27. Muhatap tarafından mevcut kararlar dikkate alınarak 7/8/2022 tarihinde yapılan 2021-2022 dönemini kapsayan olağan kat malikleri genel kurulunda alınan kararla havuza tesettürlü mayo ile girilmesinin yasaklayan maddenin çıkarıldığı belirtilmiştir. 6701 sayılı Kan un’un 18’inci maddesine göre; “Başkan, incelemenin özelliğine göre, görüşlerin alınmasından sonra, resen veya talep üzerine tarafları uzlaşmaya davet edebilir. ” Bu kapsamda, ... sayılı yazı ile başvurandan uzlaşmaya ilişkin görüşü talep edilmiş ve . sayılı yazılı ile de başvuranın taleplerini içeren dilekçesi Kurumumuza ulaşmıştır. Ancak başvuranın uzlaşmaya ilişkin şartlarının kabul edilmediği muhatap tarafından ... sayılı yazı ile Kurumumuza iletilmiştir.
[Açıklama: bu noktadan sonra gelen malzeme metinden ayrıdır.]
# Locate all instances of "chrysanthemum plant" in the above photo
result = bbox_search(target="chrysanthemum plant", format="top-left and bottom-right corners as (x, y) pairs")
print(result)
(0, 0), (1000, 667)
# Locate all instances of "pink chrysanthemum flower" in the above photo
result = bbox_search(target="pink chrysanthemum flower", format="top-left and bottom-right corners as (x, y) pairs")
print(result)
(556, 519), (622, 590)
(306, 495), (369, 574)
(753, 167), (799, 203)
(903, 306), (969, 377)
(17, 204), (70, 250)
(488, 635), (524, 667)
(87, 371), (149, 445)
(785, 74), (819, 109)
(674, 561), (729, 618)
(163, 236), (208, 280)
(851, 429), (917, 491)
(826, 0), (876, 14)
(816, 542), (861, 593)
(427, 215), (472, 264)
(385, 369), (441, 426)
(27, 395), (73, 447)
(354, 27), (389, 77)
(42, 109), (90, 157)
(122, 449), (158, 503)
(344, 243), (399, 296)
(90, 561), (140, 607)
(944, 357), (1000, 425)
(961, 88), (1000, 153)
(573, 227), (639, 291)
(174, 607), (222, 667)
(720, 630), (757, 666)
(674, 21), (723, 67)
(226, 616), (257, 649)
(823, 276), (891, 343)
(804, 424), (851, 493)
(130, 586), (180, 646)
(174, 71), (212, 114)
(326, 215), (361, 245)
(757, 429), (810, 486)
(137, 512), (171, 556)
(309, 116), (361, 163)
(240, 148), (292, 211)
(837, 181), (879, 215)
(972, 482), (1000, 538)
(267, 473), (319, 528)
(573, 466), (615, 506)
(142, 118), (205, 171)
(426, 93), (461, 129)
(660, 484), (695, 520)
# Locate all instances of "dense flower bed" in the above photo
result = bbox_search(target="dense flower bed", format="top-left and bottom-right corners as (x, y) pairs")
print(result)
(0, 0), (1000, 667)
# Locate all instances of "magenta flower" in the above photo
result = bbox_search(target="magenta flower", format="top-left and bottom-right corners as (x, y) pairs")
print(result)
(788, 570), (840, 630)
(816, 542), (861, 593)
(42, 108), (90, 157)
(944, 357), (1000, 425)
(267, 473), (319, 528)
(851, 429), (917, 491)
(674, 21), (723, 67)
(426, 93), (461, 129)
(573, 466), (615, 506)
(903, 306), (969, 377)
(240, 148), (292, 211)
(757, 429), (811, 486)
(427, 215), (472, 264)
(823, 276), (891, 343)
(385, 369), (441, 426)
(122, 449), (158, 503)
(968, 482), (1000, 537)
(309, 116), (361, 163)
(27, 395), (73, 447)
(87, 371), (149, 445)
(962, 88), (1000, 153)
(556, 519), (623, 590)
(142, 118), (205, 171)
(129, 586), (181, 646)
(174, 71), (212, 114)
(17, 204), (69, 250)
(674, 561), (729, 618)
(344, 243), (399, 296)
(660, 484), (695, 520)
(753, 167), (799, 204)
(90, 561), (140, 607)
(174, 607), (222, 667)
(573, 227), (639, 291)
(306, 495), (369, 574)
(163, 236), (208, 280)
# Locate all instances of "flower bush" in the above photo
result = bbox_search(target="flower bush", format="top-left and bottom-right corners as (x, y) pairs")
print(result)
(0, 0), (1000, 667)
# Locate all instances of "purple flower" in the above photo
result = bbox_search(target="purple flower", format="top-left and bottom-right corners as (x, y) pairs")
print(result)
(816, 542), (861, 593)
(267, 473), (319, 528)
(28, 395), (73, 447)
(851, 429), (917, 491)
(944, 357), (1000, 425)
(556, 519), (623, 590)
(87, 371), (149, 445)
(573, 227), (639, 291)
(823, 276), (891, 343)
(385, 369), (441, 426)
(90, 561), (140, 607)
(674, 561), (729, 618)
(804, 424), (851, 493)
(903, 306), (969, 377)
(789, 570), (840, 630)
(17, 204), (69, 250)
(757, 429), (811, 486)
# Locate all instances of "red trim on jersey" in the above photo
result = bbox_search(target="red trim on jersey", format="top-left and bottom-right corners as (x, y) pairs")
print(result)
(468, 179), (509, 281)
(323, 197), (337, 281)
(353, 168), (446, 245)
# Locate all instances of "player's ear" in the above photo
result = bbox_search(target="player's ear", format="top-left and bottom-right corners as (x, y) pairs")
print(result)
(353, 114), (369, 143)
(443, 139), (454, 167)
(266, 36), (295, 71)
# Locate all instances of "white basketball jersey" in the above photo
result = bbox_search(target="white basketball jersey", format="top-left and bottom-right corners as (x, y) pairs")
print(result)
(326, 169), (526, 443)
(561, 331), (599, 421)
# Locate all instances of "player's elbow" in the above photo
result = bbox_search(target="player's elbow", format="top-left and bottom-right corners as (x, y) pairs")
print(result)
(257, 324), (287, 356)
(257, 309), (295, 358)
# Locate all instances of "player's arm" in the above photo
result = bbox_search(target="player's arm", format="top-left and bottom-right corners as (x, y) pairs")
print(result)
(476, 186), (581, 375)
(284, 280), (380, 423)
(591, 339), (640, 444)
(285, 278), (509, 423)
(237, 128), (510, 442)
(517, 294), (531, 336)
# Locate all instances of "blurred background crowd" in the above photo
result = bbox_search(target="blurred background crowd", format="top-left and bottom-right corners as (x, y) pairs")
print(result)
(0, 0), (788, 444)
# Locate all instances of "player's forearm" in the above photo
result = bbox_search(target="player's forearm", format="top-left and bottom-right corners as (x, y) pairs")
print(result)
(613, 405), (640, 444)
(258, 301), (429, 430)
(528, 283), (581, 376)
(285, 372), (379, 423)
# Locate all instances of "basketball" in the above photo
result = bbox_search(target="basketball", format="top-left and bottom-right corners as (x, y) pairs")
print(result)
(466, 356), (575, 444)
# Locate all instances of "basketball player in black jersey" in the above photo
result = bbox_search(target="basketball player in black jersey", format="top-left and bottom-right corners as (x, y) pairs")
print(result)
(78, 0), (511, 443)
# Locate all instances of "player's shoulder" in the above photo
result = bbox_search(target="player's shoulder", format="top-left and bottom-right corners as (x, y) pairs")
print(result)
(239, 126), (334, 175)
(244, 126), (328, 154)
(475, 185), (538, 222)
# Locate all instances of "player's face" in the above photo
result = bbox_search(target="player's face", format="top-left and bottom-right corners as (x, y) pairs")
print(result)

28. Sonuç olarak muhatabın ayrımcılık yasağını ve eşit muamele ilkesini ihlal etmediğini ispat edemediği somut olayda; muhatap site yönetimince, tesettürlü mayo giyinenlerin havuzdan yararlandırılmaması şeklindeki uygulama, Mezkûr Kanun’un 4’üncü maddesinde ayrımcılık türleri arasında sayılan doğrudan ayrımcılık olarak değerlendirilmiş, somut olayda başvuranın din ve inancı nedeniyle sunulan hizmetten diğer kişilere kıyasla eşit bir şekilde yararlanmasının engellenerek ayrımcılık yasağının ihlal edildiği kanaatine varılmıştır.
V. KARAR
1. Başvuruda AYRIMCILIK YASAĞI İHLALİ YAPILDIĞINA,
2. Muhatap hakkında 25.000 TL İDARİ PARA CEZASI UYGULANMASINA,
3. Kararın taraflara tebliğine ve KAMUOYUNA DUYURULMASINA,
4. Karara karşı tebliğ tarihinden itibaren 60 gün içerisinde Ankara İdare Mahkemesine başvurulabileceğine,
23.03.2023 tarihinde, OY BİRLİĞİYLE, karar verildi.